Sure, the most advanced and polished equestrians make horseback riding look effortless. They pilot their athletic mounts as if by mind control alone. The cream of the crop makes it look easy.

But it’s not. If you ride horses, you know better. Those folks are working overtime up there. It’s just imperceptible to the casual observer.

“You’re working too hard,” my own trainer has said (more than once). Curiously, that usually happens when I am already tired, so my riding form and technique is sort of falling apart. At such times, I know in my head how I should be riding, but it doesn’t seem to translate to my extremities. (Maybe you’ve been there.)

Horseback riding does get simpler with practice, but it still takes effort.

It’s not only a matter of improved fitness (in both horse and human), although that’s certainly important.

Most definitely, a rank beginner displays a lot more physical exertion atop the horse, thumping and bumping and bouncing and maybe even hollering in the process.
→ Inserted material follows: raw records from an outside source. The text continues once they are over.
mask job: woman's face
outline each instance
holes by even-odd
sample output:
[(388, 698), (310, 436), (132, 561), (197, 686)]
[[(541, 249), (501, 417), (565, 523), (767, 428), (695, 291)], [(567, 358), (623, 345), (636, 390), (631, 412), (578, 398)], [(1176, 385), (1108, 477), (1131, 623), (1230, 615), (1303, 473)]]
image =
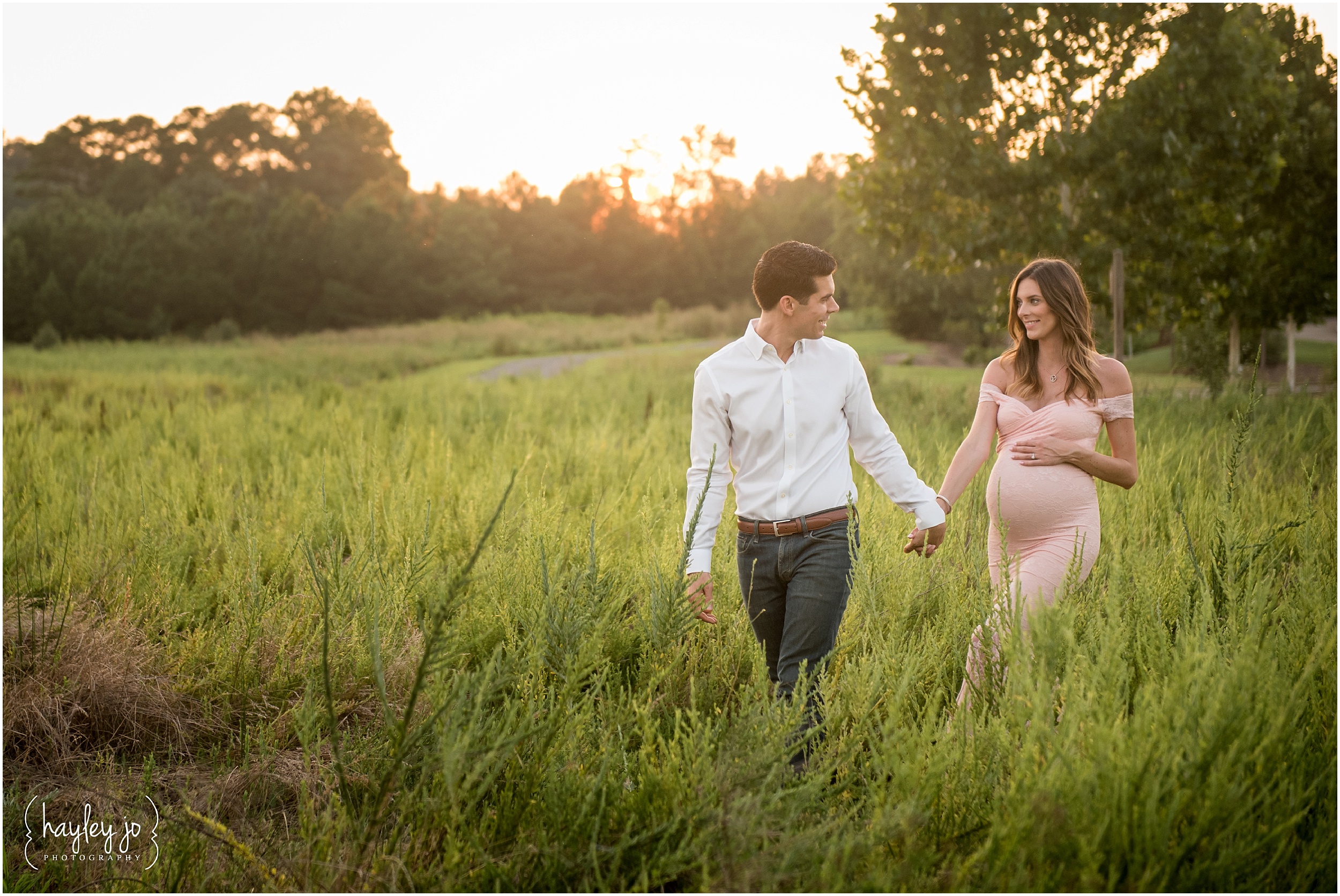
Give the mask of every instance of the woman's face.
[(1043, 291), (1037, 288), (1036, 280), (1032, 277), (1021, 280), (1014, 299), (1014, 313), (1018, 315), (1029, 339), (1047, 339), (1056, 332), (1060, 320), (1057, 320), (1056, 312), (1048, 307), (1047, 299), (1043, 299)]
Don’t all of us tend to exaggerate cues when we first practice them? Eventually, as we and our horses build stronger and more sensitive partnerships, we find we can tone things down a bit. A slight seat shift, a soft squeeze of the legs, a harder step in one stirrup, or a gentle tickling of the rein can accomplish much – once we reach that point.

But the rider never checks out.

More than a few veteran trainers have instructed mounted students to “ride every step.” Some of us have high-energy horses that require plenty of half-halts or lots of gait transitions and riding patterns, just to keep their attention. Others have equines that need frequent nudges forward to maintain  forward impulsion and encourage collection. It all counts.

And any seasoned equestrian keeps his or her guard up, even during the most relaxing ride. Anything is possible. (Some of us have emergency room bills to prove it.)

That’s why they call it sport.

And as far as exercise is concerned, a real equestrian exerts plenty while fetching the horse from the pasture, cleaning off all that mud and dust, combing out his mane and tail, lifting and picking out hooves, lugging and putting on the saddle and tack, and performing all sorts of other related tasks. That is, unless the horse happens to reside in a fancy full-service stable, where the equestrian simply pays the bill and rides the polished horse. (Don’t get me started on that.)